John Loraine Baldwin (1 June 1809 – 25 November 1896) was an English cricket enthusiast who was a co-founder of the I Zingari nomadic cricket club.

==Early life and education==
He was born near Halifax, Yorkshire, only son- he had nine sisters- of Lieutenant-Colonel John Baldwin of the 9th Dragoons, and Eliza, daughter of Rev. Lambton Loraine, rector of Milton Keynes, Buckinghamshire, and Nailstone, Leicestershire by his wife Isabella, daughter of Sir Lancelot Allgood, of Nunwick Hall, Northumberland. Rev. Lambton Loraine was third son of Sir Charles Loraine, 3rd Baronet, of Kirk Harle, Northumberland, by Margaret, daughter of Ralph Lambton, of Lambton Hall, County Durham, of the family of the Earls of Durham.

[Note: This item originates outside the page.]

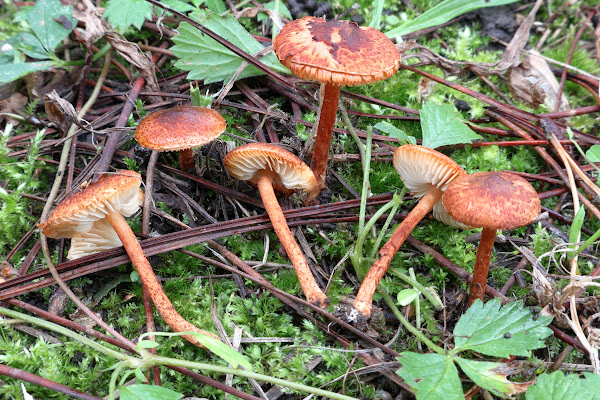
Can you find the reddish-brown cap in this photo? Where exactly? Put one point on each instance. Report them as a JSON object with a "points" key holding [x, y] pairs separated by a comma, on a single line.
{"points": [[336, 52], [179, 128], [119, 191], [494, 200], [292, 173], [420, 168]]}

Baldwin was educated at Westminster School and Christ Church, Oxford where he developed interests in cricket and dramatics.

==Career==
He was a sports and games rules enthusiast, and one of the founders of I Zingari on 4 July 1845. He was also the writer of the first standardized rules for badminton in 1868, while on a visit to Badminton House, and editor of "The Laws of Short Whist" of 1864. He was Warden of Tintern Abbey in 1873.

In 1870, Baldwin "devoted his time to a careful study of the game of Bésique", producing a volume on its rules and "a system ... by which all players should regulate their game".

==Personal life==
On 31 July 1873, Baldwin married Elizabeth, daughter of Rev. Algernon Peyton, rector of Doddington, Cambridgeshire, younger son of the politician Sir Henry Peyton, 1st Baronet and brother of the politician Sir Henry Peyton, 2nd Baronet. Elizabeth was widow of Royal Naval commander Lord Francis John Russell (1809–1861), son of John Russell, 6th Duke of Bedford, Lord Lieutenant of Ireland and half-brother of John Russell, 1st Earl Russell, Prime Minister of the United Kingdom from 1846 to 1852 and from 1865 to 1866.

Baldwin died at his home, St Anne's House in Tintern in 1896. A 'grand tomb' commemorates Baldwin in the churchyard of St Michaels, Tintern.